Some err on the side of letting the country itself decide, while others don’t. On the Burma/Myanmar question, both newspapers and countries are divided over whether to recognize the switcheroo. Burma’s military leaders changed the English-language version of the country’s name to Myanmar in 1989, based on the short version of the country’s name in Burmese, “Myanma Naingngandaw.” While the United Nations adopted the new name in June of that year, the United States continues to call the country Burma because the change was never ratified by a legislative body in the country.
After the Cyclone #
22,000+ Dead After Burmese Cyclone #
Sad but true: I willfully ignored this because the reported death toll yesterday was only around 350. Today reports are saying that more than 22,000 are confirmed dead and that the number may climb even higher. It also appears that the Red Cross and other aid agencies have been allowed in by the ruling junta.
An Update from Myanmar #
I’ve been a little behind, but this week-old report on Burma from The Economist deserved sharing. A telling anecdote about the country’s problems:
Alarmingly, despite agricultural plenty, Myanmar has the classic conditions for a famine: acute poverty, poor or non-existent flows of information and crazy policies. In one cackhanded intervention in agriculture, the junta in 2006 ordered every farmer with an acre (0.4 hectares) of land to plant “physic nuts” (jatropha) around the edge of his plot. It was so keen on the crop that it also set up special plantations. The idea was to make biofuels to meet Myanmar’s energy shortage—even much of Yangon spends most evenings in darkness. But Myanmar lacks the refineries to turn the plants into fuel. The policy has been cited by many refugees pitching up at the Thai border as one reason for their flight: typically, the junta has been dragooning farmers into working for no pay in its jatropha plantations, so it becomes even harder to make a living.
An American in Myanmar #
It’s times like this that I dislike The Economist’s refusal to put bylines on its storied. Nonetheless, last week’s correspondents diary about traveling along the fringes of Burma is well worth reading.

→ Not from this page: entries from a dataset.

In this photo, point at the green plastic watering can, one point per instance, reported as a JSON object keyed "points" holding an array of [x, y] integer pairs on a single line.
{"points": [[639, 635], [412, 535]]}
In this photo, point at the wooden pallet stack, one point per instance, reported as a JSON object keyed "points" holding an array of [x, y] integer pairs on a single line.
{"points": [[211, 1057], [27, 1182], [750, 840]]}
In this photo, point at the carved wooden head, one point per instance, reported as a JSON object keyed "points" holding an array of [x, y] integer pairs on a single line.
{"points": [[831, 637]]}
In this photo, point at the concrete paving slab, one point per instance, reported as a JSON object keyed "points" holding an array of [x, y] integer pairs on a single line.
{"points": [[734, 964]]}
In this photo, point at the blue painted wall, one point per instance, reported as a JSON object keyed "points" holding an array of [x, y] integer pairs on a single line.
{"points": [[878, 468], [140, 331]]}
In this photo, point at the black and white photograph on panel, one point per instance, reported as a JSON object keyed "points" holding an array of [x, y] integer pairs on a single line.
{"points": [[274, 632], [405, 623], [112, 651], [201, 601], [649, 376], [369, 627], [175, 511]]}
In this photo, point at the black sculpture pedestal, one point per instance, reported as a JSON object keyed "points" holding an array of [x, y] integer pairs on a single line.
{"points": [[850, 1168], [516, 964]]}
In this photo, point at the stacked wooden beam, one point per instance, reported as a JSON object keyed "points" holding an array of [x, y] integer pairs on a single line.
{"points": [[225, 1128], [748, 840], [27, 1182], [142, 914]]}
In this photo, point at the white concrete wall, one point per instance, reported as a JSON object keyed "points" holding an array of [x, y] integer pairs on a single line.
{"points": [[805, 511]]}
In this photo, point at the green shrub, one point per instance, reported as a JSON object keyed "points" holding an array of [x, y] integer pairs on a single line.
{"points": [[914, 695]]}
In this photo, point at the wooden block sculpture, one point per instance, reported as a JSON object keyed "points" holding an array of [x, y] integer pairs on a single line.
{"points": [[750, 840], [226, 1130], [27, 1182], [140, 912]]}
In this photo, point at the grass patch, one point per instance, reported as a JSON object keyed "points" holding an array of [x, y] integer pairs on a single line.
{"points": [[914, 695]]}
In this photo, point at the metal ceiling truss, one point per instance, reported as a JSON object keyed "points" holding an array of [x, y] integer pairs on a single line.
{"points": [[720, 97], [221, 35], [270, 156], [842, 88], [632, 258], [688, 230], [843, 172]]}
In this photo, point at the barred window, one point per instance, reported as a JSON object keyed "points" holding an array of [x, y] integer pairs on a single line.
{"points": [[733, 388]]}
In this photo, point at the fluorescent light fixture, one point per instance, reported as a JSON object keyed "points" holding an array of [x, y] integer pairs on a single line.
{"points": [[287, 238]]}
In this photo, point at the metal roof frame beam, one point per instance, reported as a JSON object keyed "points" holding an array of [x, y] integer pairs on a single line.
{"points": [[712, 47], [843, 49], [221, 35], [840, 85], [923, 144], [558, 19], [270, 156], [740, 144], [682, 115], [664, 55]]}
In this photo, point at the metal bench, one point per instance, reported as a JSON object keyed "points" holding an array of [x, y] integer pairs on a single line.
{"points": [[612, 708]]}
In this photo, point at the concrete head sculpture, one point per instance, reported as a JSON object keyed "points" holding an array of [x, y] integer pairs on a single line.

The moment doesn’t last long, but for a few seconds I can picture what her life was probably like before all this. Perhaps she can too. Then her weariness consumes her again, and she is back to being a victim of all that is wrong with Myanmar.

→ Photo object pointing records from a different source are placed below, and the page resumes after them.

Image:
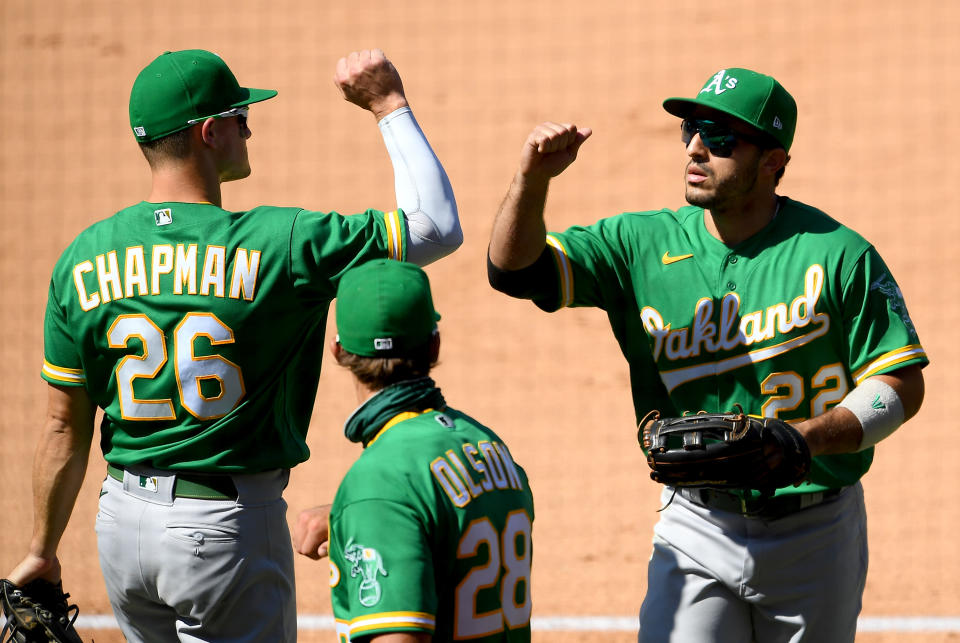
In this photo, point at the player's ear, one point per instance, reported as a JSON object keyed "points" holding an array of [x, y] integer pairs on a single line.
{"points": [[335, 348], [210, 132], [435, 347]]}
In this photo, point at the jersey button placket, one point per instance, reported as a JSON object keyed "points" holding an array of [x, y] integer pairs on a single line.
{"points": [[731, 260]]}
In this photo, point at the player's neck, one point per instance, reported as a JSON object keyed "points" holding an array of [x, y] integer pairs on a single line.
{"points": [[734, 225], [184, 183]]}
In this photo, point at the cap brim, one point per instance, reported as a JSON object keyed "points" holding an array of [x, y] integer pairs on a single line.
{"points": [[254, 95], [682, 108]]}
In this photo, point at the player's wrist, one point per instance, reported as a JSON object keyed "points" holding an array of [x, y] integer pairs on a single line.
{"points": [[387, 104]]}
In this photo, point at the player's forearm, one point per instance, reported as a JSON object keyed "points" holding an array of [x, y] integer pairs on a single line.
{"points": [[840, 431], [423, 190], [59, 466], [519, 232]]}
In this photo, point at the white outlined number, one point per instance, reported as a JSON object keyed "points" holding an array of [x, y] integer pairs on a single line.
{"points": [[509, 552], [191, 370]]}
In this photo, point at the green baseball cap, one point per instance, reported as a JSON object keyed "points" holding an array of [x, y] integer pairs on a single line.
{"points": [[180, 88], [756, 99], [385, 309]]}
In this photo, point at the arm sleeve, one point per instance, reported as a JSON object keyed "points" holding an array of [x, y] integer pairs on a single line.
{"points": [[880, 334], [382, 574], [424, 194]]}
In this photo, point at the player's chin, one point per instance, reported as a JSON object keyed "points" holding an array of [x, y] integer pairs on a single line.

EDIT (2/07/08): According to More Intelligent Life, it’s Roger McShane (whose website will resize your browser window.)
Singing in Myanmar #
Paul Watson offers a pathos-laden look into a music school in Burma. It’s interesting, even if not revelatory.

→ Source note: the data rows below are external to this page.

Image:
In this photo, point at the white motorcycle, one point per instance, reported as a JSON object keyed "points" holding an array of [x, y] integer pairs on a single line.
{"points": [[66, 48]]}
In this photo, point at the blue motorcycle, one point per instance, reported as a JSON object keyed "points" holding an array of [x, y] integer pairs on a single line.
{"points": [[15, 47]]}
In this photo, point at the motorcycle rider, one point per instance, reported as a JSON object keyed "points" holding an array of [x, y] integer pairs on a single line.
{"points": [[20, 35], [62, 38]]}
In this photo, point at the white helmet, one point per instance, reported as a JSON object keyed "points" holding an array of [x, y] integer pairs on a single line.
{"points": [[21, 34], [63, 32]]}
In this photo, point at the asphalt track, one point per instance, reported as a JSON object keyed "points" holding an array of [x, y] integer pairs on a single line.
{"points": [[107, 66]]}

You can feel it walking up the front path, in the breeze of notes from four upright pianos, a baby grand, guitars and traditional instruments that drifts from the rehearsal rooms, where jazz legends such as Billie Holiday, Thelonious Monk, Duke Ellington and Dizzy Gillespie look down from photocopied portraits taped to the walls.
When the school opened, neighbors told the students they wouldn’t last long. They were still going strong last year, and a few foreign visitors began dropping by, so intelligence agents started showing up. They reminded the students that Myanmar’s security laws hold them responsible for anything their foreign guests do, and if the outsiders strayed into politics, the locals would go to jail.
(via brijit)
Military Rule Continues in Burma #
The Economist’s Asia.view column brings a necessary reminder about the strong-as-ever military junta ruling Myanmar Burma.
The row over the timing of Mr Gambari’s visit shows the powerlessness of the UN against a regime determined not to mend its ways. It also shows that regime’s cunning: it has managed to turn a debate about the fundamental rights of its citizens into an administrative wrangle about a visa for a visiting diplomat.
As Britain’s ambassador, Mark Canning, has put it, “the name of the game” for the junta is staying off the front pages. The worldwide sympathy evoked by the “saffron revolution” made that seem a hard game to play. But these generals are past masters.